Cold frames are also good for growing hardy crops starting early in the spring. Cold frames can also provide necessary cold treatments for anyone wishing to grow bulb crops, such as garlic.
Bulb crops need to maintain a temperature between 35-48° F for about 13 weeks. Cold frames have no source of heating or cooling in them making a cold frame a good option for these two crops.
A hot bed is similar to a cold frame except there is some type of heating source, which helps to control the temperature inside. The heat can come from a number of different sources such as: incandescent light bulbs, electrical heating units, boiler steam, or even composting manure. Hot beds are a great way to start seedlings early in the spring.
One drawback to a hot bed is the soil must be checked often to make sure it isn’t drying out too quickly. If this happens, it can be hard for the seeds to germinate or for young seedlings to survive. The hot bed is typically used for this purpose only, and as the plants begin to grow they are then placed in a garden or other type of greenhouse.
A-frame greenhouses are named because of their shape, which is the form of an ‘A’ in design. They are made of a simple construction with posts and rafters that are embedded.
This design allows for more space near the sidewalls and also provides excellent air circulation. It is easy to build and more permanent than other greenhouses. The A-frame is a sturdy design and works well in windy climates.
Drawbacks to the A-frame are that it takes much more building material for the supporting trusses, and therefore ends up costing more upfront.
A quonset greenhouse has an arched roof which allows stress to be effectively transferred to the base. The quonset has the advantage of being cheaper to build than many other greenhouses.
Some quonsets are built with a lower ceiling, meaning users need to be short or may need to bend over. For the taller quonsets, the covers seem to rip more readily, making replacement costs something to consider.
The gothic is also referred to as a gothic arch. It closely resembles a quonset except there is a point at the top. This point works well for people in snowy climates as the snow will just slide off and not accumulate which could cause the structure to weaken. The gothic is typically taller than a quonset, allowing for more headroom.

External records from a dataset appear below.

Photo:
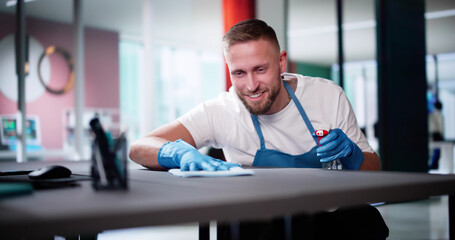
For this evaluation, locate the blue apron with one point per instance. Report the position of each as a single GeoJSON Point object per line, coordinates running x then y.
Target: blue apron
{"type": "Point", "coordinates": [274, 158]}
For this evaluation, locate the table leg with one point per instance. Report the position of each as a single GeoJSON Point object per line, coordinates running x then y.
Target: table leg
{"type": "Point", "coordinates": [204, 231]}
{"type": "Point", "coordinates": [452, 217]}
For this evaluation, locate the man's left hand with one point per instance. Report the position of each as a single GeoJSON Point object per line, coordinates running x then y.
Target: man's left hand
{"type": "Point", "coordinates": [336, 145]}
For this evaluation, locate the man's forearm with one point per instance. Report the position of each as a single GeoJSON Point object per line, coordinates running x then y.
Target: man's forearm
{"type": "Point", "coordinates": [144, 151]}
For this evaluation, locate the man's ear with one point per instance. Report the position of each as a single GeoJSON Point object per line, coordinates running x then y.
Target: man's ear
{"type": "Point", "coordinates": [283, 61]}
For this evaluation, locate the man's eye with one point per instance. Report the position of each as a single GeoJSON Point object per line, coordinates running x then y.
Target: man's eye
{"type": "Point", "coordinates": [238, 74]}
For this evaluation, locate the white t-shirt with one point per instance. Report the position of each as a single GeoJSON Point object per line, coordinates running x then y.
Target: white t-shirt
{"type": "Point", "coordinates": [225, 123]}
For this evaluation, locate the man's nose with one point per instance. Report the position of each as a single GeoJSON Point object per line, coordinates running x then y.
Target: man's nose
{"type": "Point", "coordinates": [253, 83]}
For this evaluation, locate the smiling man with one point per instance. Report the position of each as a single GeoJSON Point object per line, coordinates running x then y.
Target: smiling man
{"type": "Point", "coordinates": [268, 118]}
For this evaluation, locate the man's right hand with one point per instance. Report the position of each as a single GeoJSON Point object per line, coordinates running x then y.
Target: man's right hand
{"type": "Point", "coordinates": [181, 154]}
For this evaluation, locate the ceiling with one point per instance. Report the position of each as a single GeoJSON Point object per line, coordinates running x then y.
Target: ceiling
{"type": "Point", "coordinates": [312, 36]}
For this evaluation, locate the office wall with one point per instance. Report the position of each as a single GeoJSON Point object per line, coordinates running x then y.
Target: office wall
{"type": "Point", "coordinates": [101, 74]}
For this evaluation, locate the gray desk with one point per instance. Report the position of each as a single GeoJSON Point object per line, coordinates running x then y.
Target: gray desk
{"type": "Point", "coordinates": [159, 198]}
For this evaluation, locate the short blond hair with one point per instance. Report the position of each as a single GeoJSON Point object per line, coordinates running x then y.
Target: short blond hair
{"type": "Point", "coordinates": [247, 30]}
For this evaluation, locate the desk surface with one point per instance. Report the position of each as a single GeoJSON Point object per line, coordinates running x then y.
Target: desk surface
{"type": "Point", "coordinates": [157, 198]}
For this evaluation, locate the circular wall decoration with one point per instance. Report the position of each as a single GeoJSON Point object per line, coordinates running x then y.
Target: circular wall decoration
{"type": "Point", "coordinates": [8, 76]}
{"type": "Point", "coordinates": [69, 61]}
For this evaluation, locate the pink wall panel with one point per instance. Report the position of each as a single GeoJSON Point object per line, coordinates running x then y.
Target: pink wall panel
{"type": "Point", "coordinates": [101, 74]}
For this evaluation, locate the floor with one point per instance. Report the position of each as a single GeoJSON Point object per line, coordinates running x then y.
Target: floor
{"type": "Point", "coordinates": [419, 220]}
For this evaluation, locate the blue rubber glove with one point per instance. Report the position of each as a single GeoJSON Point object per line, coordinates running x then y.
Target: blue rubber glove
{"type": "Point", "coordinates": [181, 154]}
{"type": "Point", "coordinates": [336, 145]}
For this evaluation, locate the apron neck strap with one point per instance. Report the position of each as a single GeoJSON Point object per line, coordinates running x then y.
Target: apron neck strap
{"type": "Point", "coordinates": [258, 130]}
{"type": "Point", "coordinates": [301, 111]}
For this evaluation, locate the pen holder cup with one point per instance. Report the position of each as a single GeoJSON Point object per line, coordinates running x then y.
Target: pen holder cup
{"type": "Point", "coordinates": [109, 161]}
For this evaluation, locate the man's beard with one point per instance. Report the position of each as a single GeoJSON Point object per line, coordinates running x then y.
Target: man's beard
{"type": "Point", "coordinates": [262, 108]}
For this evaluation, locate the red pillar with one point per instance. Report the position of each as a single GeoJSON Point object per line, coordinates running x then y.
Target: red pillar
{"type": "Point", "coordinates": [235, 11]}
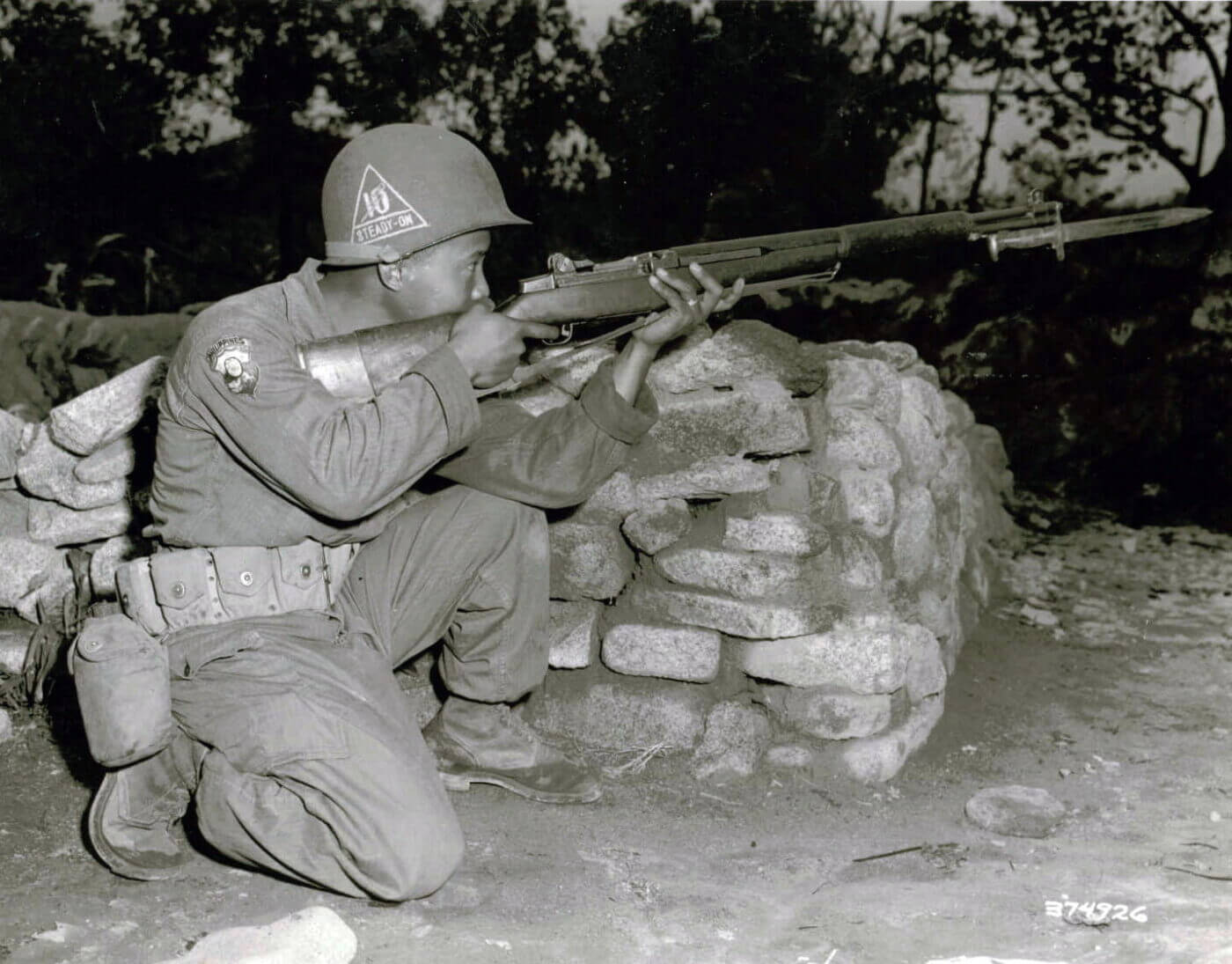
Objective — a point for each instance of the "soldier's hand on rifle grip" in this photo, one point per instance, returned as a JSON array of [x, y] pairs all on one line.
[[489, 344], [686, 307]]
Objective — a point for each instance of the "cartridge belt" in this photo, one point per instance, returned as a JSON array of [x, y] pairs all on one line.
[[194, 587]]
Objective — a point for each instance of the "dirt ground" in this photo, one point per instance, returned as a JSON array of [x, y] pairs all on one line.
[[1102, 673]]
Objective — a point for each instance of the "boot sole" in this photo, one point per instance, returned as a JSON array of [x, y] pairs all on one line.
[[461, 783], [114, 861]]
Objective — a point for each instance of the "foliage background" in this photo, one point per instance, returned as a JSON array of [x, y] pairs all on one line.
[[169, 151]]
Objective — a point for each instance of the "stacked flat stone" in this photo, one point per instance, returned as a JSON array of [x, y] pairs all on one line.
[[801, 545], [65, 482]]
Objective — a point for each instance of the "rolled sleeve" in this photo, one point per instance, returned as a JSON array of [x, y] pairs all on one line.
[[612, 413], [451, 382]]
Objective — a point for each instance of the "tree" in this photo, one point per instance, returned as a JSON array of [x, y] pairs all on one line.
[[77, 113], [1104, 83], [747, 117]]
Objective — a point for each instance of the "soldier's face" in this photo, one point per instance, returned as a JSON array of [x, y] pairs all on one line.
[[447, 276]]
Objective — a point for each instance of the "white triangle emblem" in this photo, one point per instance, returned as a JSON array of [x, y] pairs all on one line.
[[381, 212]]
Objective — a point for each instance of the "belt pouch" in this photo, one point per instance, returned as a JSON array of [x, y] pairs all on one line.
[[123, 689]]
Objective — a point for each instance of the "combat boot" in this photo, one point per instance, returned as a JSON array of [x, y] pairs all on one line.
[[486, 742], [133, 813]]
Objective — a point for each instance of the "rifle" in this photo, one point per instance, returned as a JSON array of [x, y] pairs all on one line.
[[582, 293]]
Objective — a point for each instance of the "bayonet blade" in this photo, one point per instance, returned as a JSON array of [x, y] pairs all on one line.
[[1106, 227]]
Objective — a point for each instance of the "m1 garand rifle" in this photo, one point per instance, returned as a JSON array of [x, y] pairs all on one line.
[[583, 296]]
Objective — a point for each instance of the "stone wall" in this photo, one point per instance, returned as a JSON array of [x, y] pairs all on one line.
[[785, 570]]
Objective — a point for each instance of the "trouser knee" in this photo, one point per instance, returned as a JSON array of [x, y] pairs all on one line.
[[416, 872]]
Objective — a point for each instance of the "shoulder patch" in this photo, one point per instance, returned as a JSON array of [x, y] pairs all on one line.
[[231, 359]]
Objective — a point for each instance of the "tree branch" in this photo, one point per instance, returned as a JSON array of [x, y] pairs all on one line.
[[1199, 39]]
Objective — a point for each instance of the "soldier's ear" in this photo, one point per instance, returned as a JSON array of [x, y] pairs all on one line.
[[391, 275]]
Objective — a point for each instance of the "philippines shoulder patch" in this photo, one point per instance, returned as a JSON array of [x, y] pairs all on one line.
[[231, 359]]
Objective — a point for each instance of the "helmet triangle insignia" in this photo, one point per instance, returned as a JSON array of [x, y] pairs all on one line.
[[381, 212]]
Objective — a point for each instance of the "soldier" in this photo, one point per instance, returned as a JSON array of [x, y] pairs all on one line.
[[297, 567]]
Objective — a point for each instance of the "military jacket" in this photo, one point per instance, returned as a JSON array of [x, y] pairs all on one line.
[[252, 450]]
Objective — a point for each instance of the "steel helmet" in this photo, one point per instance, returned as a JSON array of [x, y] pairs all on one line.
[[402, 188]]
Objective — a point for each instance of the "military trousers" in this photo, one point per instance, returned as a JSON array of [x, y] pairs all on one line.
[[316, 769]]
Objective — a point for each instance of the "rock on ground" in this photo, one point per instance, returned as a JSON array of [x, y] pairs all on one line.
[[312, 936], [1016, 812]]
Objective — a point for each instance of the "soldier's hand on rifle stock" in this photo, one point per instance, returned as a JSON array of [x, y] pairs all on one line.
[[686, 305], [489, 344]]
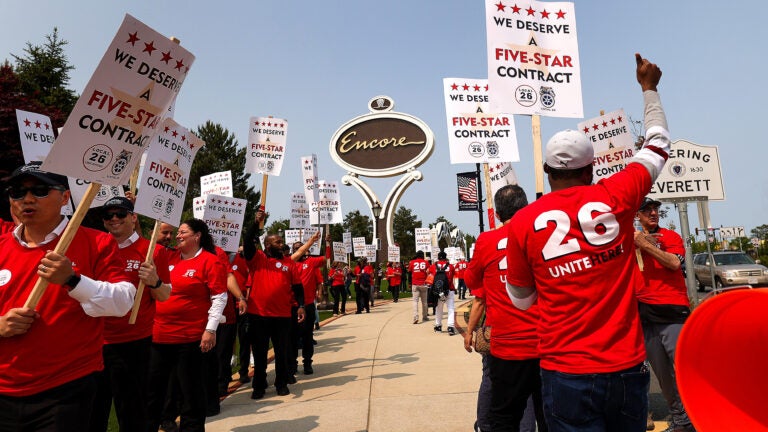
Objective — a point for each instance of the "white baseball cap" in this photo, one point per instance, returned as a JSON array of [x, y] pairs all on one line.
[[569, 149]]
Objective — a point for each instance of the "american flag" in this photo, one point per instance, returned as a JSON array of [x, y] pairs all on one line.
[[467, 188]]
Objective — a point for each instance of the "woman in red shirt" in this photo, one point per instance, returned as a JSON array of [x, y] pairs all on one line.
[[185, 324]]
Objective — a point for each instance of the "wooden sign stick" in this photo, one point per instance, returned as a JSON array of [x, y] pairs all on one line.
[[140, 288], [65, 240]]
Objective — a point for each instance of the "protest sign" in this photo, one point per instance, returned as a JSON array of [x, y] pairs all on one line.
[[219, 183], [224, 216], [611, 137], [122, 106], [299, 211], [266, 145], [36, 135], [165, 178], [533, 59], [475, 134]]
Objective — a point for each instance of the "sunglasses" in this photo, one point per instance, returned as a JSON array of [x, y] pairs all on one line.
[[38, 191], [121, 214]]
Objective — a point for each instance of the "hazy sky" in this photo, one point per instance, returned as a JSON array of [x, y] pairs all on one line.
[[318, 63]]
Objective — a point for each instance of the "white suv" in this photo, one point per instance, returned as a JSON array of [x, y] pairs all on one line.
[[730, 268]]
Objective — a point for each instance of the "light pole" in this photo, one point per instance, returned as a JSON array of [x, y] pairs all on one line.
[[376, 210]]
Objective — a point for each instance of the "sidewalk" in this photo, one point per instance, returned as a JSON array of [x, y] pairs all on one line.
[[373, 372]]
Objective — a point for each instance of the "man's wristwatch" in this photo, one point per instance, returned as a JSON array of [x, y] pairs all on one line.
[[72, 281]]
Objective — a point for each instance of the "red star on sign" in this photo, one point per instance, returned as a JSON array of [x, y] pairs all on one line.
[[149, 47], [132, 38]]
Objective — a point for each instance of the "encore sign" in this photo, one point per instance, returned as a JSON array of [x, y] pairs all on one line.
[[382, 143]]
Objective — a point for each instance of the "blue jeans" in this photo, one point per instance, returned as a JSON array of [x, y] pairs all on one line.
[[599, 402]]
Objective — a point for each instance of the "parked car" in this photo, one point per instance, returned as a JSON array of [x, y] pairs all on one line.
[[730, 268]]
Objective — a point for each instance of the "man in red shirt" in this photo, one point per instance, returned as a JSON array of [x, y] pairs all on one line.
[[127, 346], [418, 269], [663, 303], [513, 363], [49, 355], [574, 248]]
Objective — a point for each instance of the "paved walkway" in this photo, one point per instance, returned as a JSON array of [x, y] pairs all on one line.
[[374, 372]]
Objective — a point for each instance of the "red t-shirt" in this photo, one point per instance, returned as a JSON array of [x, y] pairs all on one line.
[[117, 329], [513, 333], [418, 269], [64, 344], [459, 268], [183, 317], [576, 247], [394, 275], [271, 294], [448, 272], [662, 285]]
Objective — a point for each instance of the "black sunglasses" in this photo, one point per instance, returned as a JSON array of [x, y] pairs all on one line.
[[38, 191], [121, 214]]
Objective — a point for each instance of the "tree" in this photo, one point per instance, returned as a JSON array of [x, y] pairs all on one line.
[[404, 226], [43, 73], [220, 153]]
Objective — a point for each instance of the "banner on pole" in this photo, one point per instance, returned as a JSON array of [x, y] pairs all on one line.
[[533, 59], [467, 191], [475, 134], [122, 106], [165, 178], [224, 216], [266, 145]]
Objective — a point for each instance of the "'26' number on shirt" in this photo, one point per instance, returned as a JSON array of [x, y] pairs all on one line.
[[596, 222]]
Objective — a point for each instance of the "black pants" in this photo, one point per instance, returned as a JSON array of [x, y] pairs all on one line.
[[225, 343], [363, 296], [244, 348], [63, 408], [512, 382], [124, 379], [260, 331], [339, 294], [301, 337], [184, 363]]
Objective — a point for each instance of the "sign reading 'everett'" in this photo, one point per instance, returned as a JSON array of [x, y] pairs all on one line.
[[382, 143]]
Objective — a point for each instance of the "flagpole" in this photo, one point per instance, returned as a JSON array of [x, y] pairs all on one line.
[[479, 197]]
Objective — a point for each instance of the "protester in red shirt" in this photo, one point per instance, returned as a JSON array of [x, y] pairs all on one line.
[[574, 248], [186, 323], [418, 269], [513, 363], [49, 355], [127, 346]]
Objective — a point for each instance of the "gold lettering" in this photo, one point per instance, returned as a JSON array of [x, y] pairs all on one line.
[[347, 143]]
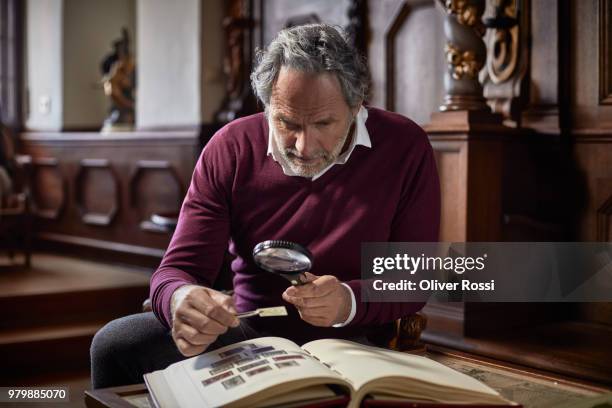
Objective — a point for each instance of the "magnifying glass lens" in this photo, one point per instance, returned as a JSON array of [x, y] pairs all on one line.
[[284, 258]]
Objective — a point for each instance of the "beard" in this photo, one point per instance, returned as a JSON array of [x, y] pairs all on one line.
[[310, 166]]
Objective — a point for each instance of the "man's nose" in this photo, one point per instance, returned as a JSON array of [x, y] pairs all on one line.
[[305, 144]]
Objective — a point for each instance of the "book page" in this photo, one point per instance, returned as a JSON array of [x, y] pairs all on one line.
[[233, 372], [363, 364]]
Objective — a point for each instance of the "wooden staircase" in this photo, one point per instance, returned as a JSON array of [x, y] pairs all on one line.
[[50, 313]]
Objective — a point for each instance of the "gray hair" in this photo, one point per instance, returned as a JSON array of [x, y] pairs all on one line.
[[312, 48]]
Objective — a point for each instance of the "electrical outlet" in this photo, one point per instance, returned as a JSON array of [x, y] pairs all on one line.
[[44, 104]]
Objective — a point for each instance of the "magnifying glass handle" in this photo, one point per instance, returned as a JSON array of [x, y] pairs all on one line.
[[296, 279]]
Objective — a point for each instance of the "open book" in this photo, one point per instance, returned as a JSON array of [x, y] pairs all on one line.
[[272, 371]]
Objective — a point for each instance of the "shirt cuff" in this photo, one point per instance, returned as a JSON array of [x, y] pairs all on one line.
[[353, 308]]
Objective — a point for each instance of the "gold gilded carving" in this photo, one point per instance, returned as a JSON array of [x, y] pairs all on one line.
[[466, 14], [464, 63]]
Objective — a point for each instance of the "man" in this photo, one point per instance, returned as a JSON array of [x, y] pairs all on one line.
[[318, 169]]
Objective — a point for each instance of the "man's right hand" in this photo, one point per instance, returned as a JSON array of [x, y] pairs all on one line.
[[199, 316]]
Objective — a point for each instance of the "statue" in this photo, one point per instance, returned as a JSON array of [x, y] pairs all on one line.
[[119, 77]]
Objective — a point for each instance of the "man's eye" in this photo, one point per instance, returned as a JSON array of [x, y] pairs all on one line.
[[289, 125]]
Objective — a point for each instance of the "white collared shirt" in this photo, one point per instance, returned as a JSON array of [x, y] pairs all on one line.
[[361, 137]]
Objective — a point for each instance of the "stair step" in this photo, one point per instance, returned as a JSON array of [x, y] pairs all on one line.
[[46, 349], [71, 306], [39, 334]]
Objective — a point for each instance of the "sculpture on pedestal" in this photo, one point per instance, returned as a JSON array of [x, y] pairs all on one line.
[[465, 54], [119, 70]]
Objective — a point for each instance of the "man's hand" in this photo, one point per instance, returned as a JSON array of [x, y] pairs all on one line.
[[323, 301], [199, 316]]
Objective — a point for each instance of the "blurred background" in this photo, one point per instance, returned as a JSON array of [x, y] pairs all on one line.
[[106, 104]]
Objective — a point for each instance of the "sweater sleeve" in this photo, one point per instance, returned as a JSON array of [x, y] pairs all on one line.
[[417, 219], [196, 250]]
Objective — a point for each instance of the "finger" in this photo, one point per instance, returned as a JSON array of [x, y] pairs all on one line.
[[315, 313], [307, 277], [311, 276], [319, 287], [187, 349], [306, 302], [193, 336], [227, 302], [315, 321], [201, 323], [210, 308]]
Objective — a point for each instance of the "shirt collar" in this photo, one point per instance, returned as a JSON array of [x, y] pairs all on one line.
[[361, 137]]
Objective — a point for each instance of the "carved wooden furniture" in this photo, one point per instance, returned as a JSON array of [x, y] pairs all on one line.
[[15, 211]]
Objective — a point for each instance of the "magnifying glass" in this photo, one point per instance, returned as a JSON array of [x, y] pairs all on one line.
[[284, 258]]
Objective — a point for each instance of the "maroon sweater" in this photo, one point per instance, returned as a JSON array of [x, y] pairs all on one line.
[[239, 196]]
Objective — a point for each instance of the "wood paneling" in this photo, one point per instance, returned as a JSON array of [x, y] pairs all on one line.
[[451, 159], [590, 67], [97, 192], [112, 183], [49, 188], [155, 187]]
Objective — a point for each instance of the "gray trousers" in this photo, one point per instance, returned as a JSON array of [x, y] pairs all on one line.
[[126, 348]]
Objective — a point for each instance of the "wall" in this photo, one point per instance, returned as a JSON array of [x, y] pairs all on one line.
[[170, 59], [44, 45], [90, 27]]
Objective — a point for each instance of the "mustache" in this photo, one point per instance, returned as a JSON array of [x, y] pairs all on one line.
[[292, 151]]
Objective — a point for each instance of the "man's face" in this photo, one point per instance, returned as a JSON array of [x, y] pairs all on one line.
[[310, 120]]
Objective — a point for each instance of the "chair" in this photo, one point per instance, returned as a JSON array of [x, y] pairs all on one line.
[[15, 210]]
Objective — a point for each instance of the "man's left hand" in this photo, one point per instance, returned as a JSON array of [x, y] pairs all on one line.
[[323, 301]]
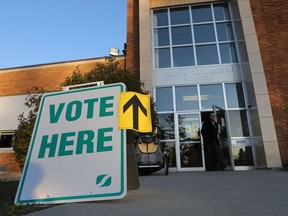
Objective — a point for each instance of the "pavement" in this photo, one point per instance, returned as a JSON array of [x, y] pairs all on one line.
[[255, 192]]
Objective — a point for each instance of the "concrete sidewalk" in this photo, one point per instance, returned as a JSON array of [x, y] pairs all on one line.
[[257, 192]]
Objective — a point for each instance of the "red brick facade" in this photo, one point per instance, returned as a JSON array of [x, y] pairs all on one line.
[[19, 81], [271, 23]]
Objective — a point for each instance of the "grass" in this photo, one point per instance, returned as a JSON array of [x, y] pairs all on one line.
[[8, 191]]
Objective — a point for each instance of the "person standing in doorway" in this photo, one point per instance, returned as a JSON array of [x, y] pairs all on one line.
[[212, 151]]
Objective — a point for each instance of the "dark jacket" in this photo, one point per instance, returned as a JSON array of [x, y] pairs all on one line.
[[210, 133]]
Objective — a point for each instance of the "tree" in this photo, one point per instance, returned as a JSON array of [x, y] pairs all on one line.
[[109, 72], [24, 132]]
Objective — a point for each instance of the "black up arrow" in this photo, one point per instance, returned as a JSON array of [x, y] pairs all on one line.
[[135, 102]]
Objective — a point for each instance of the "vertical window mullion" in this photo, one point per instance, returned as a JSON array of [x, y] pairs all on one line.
[[216, 35], [193, 37]]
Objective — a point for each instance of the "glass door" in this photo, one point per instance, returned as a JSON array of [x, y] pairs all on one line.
[[223, 135], [190, 150]]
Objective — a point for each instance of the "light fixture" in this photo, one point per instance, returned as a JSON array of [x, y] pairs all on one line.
[[114, 52]]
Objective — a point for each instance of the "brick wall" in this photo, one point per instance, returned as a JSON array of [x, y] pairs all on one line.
[[271, 23], [20, 80]]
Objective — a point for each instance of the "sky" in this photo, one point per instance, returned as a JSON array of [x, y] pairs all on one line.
[[36, 32]]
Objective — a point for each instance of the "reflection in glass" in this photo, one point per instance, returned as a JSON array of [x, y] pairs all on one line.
[[226, 156], [168, 148], [228, 53], [186, 98], [162, 58], [160, 18], [161, 37], [243, 156], [211, 95], [224, 31], [179, 16], [202, 14], [207, 54], [238, 123], [204, 33], [221, 12], [189, 127], [164, 99], [191, 155], [181, 35], [6, 140], [166, 122], [183, 56], [234, 95]]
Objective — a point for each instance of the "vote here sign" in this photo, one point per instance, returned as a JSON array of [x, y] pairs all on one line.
[[76, 151]]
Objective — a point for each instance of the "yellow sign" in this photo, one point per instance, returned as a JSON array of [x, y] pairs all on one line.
[[134, 112]]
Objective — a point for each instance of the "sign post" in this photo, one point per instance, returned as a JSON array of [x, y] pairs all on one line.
[[76, 152]]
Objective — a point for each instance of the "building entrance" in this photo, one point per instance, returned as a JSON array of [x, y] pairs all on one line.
[[225, 146], [189, 147]]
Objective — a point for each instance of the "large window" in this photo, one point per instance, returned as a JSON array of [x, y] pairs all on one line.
[[6, 139], [194, 35]]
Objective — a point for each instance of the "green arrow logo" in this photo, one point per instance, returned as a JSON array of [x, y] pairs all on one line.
[[135, 103], [103, 180]]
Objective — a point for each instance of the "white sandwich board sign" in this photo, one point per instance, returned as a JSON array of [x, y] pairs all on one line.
[[76, 152]]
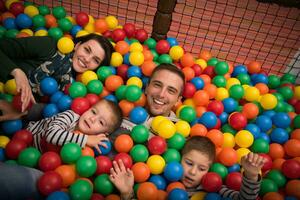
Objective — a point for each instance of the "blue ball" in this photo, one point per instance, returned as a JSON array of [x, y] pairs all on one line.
[[178, 194], [281, 120], [173, 171], [11, 126], [159, 181], [64, 103], [138, 115], [48, 86], [50, 110], [198, 83]]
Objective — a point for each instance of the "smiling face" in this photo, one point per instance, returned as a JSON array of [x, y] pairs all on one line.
[[98, 119], [194, 169], [87, 56], [163, 92]]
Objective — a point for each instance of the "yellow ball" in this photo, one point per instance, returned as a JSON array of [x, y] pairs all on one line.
[[183, 128], [136, 58], [116, 59], [65, 45], [241, 153], [31, 11], [228, 140], [244, 138], [155, 122], [166, 129], [135, 81], [176, 52], [3, 141], [10, 87], [251, 94], [87, 76], [268, 101], [111, 21], [156, 164]]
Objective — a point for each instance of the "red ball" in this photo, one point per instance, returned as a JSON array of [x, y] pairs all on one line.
[[82, 18], [162, 47], [211, 182], [125, 158], [129, 29], [103, 165], [80, 105], [92, 98], [234, 181], [237, 120], [14, 147], [189, 90], [49, 161], [291, 169], [216, 107], [24, 135], [49, 182], [141, 35], [157, 145]]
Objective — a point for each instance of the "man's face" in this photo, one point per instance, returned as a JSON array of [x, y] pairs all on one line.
[[163, 92]]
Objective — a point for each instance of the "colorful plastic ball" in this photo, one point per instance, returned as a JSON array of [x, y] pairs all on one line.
[[80, 189]]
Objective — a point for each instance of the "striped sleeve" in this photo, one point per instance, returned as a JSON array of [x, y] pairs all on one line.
[[58, 131], [249, 190]]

The gothic is much more difficult and time consuming to construct when compared to other greenhouses, but may be worth the time and effort in colder climates.
Gutter Connect and Free-Span
These types of greenhouses are used for growing things in bulk. The advantages are that it’s like having several greenhouses connected without walls separating them. There is a large, open area with plenty of room to grow many things.
Disadvantages to this are the expensive cost. These types of greenhouses are popular with people with lots of land or even businesses and aren’t really cost effective for a single family.